Encoding exceptions exist because of the physical limitations of human behavior. For example, in an actual event log, there are a small number of mouse movement events between the mouse clicks and input. To compensate for this problem, we include a post-processing step that removes these extremely short-lived events by setting a 0.1 s sampling interval. When sampling is complete, all information is converted into a series of KLM operators.
To verify the proposed system, two applications, Autodesk 3DS MAX and Adobe Photoshop, were used. Because these applications require intensive, simultaneous UI interaction with the mouse and keyboard, UI sequences can be a key feature of behavioral feature authentication. These applications are also widely used in 3D/2D digital content creation.
Thus, the usability of the proposed method can be easily evaluated. In these experiments, the system was expected to accept the owner’s sequence UI behavior and reject other’s sequence UI behavior, based on the recorded repeated pattern table. For each user, the pattern to be identified was matched against each known template, yielding a score that describes the similarity between the template and pattern. The system assigns a pattern to the user with the most similar biometric template. Similarity must be above a certain level to prevent the impostor pattern from being properly identified. If this level is not reached, then the pattern is rejected. First, three painting experiments were conducted using Adobe Photoshop. A total of 30 test participants with 3 or more years of Photoshop experience were recruited. The experiments were conducted as follows. Training and test stages were divided. Each test participant drew three paintings during the training stage, using their own painting styles. Therefore, our system had 90 reference data items (30 test participants × 3 paintings). During the training stage, each participant drew the same three paintings. To focus on the different behavioral styles of the participants and guarantee the same painting experiments as much as possible, we added simple painting sequence numbers with a transparent layer.
During the test stage, whenever each tester painted three paintings, the system detected the given tester using recorded reference data. Because painting behaviors were personalized, testers struggled to perform intrusion attempts by mimicking legitimate access attempts. Therefore, we believe that the system can confer high security by simply passing through repeated sequence pattern matching.
In the experiments, each session was separated by behavior in the painting area (usually in the central area of Photoshop). This is because in painting experiences, each sequential action is completed by performing actions in the center canvas area.
Data were collected during the creation of a digital painting; the canvas size was 2000 × 2000 pixels at 300 dpi, and image resolution was 1920 × 1080 pixels.

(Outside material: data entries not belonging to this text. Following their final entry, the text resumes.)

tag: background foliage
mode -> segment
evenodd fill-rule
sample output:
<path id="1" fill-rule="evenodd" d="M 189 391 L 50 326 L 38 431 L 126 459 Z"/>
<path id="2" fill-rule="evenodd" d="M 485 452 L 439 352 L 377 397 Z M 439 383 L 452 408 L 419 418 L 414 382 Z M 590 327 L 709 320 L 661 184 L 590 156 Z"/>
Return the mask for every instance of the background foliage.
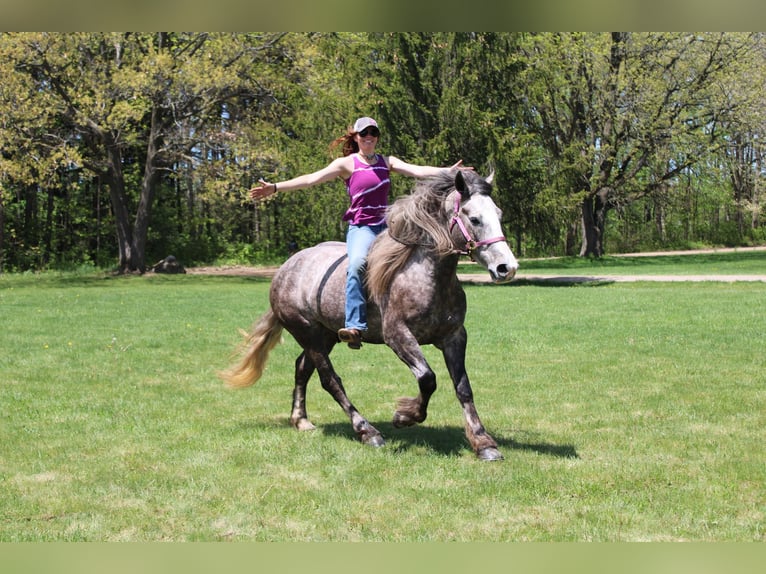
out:
<path id="1" fill-rule="evenodd" d="M 323 167 L 362 114 L 386 153 L 496 170 L 519 255 L 761 243 L 765 55 L 745 33 L 3 33 L 0 270 L 343 239 L 340 183 L 246 190 Z"/>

Fig. 6 shows the target painting images (left) and mouse trajectories (right) recorded using our proposed system.
Tab. 3 lists the repeated sequence detection results of the owner who completed authentication training with three paintings. Initially, each item was considered as a candidate one-item set. After counting the supports, candidate high-number item sets were generated. The results showed that the selected sequences were the most frequent in all experiments.

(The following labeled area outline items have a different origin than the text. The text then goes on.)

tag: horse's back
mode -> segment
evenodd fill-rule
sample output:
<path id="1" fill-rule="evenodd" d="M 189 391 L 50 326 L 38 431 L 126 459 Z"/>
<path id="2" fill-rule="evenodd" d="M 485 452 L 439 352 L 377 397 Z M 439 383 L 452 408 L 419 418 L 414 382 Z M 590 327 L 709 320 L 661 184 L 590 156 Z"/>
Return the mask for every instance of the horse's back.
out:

Color selection is a key frequent behavior in digital painting because it occurs during brushstrokes. The ratio in this study could differ depending on the painting size; however, the ratio was high, ranging from 9%–25% of the overall behaviors. Color selection sequences were shown in other paintings, and the patterns were similar. This indicate that the key UI sequence behaviors are similar and independent of the target image style.

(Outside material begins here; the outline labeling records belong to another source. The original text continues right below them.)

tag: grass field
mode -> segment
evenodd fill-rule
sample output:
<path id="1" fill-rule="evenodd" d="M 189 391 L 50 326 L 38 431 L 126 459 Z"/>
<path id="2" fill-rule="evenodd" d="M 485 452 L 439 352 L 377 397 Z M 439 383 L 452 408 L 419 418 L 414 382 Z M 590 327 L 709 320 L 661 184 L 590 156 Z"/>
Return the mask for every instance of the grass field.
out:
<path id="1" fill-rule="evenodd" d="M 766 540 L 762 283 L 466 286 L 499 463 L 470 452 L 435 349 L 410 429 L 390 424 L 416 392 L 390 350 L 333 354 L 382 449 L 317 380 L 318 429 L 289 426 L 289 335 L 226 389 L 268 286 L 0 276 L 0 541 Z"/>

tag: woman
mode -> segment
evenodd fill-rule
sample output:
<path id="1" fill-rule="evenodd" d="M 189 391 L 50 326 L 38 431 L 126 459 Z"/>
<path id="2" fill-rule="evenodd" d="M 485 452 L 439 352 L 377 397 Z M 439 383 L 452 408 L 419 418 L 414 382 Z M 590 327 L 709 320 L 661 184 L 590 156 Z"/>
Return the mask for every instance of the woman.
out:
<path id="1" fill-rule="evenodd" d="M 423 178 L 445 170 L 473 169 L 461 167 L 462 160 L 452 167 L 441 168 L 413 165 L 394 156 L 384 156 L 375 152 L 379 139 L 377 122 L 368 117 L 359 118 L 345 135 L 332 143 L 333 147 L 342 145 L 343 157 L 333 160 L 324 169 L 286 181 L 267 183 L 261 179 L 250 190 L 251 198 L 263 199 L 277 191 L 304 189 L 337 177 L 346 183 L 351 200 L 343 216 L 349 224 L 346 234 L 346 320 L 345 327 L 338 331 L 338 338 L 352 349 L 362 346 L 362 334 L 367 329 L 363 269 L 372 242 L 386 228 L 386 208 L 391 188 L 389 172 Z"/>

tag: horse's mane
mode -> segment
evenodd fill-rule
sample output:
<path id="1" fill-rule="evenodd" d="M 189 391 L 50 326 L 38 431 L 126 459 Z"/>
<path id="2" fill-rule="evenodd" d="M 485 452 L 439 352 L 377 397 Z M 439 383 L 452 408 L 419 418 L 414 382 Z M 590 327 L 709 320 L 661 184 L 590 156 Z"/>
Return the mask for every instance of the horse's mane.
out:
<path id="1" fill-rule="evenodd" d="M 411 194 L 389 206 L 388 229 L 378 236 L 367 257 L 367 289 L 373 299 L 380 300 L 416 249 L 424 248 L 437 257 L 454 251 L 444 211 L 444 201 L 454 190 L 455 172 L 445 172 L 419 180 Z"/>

Tab. 4 presents the repeated sequence detection results for all testers from 2- to 6-grams. The results showed that different paintings required common painting behaviors. As presented in the table, the ‘Color Selection,’ ‘color slide adjustment,’ and ‘select layer’ operations comprised the most frequently detected behaviors. The minor differences between these two behaviors can be used for personalized pattern detection.
The behavior after color selection may differ depending on the tester. For example, some players used ‘add a new layer > color selection’ sequences, while others used ‘color selection > change brush size’ sequences. The patterns belonged to the users and not to the target image style. Some testers did not use the keyboard; therefore, their logs did not include UI-related clicks, except for color selection. In particular, the intensive usage of keyboard shortcuts involved fewer visits to the left screen area; thus, left-area use was not logged. In this case, the repeated pattern was different from the hybrid usage of both the mouse and keyboard. From this result, the characteristic UI sequence pattern can be used as authentication reference data. Because three target images were cartoon-style paintings and segmented into small areas, the ‘paint bucket’ function was most useful for painting. Essentially, this function requires three related behaviors: ‘select brush,’ ‘select color,’ and ‘select layers.’ Combinations of these three related sequences generated different authentication reference data.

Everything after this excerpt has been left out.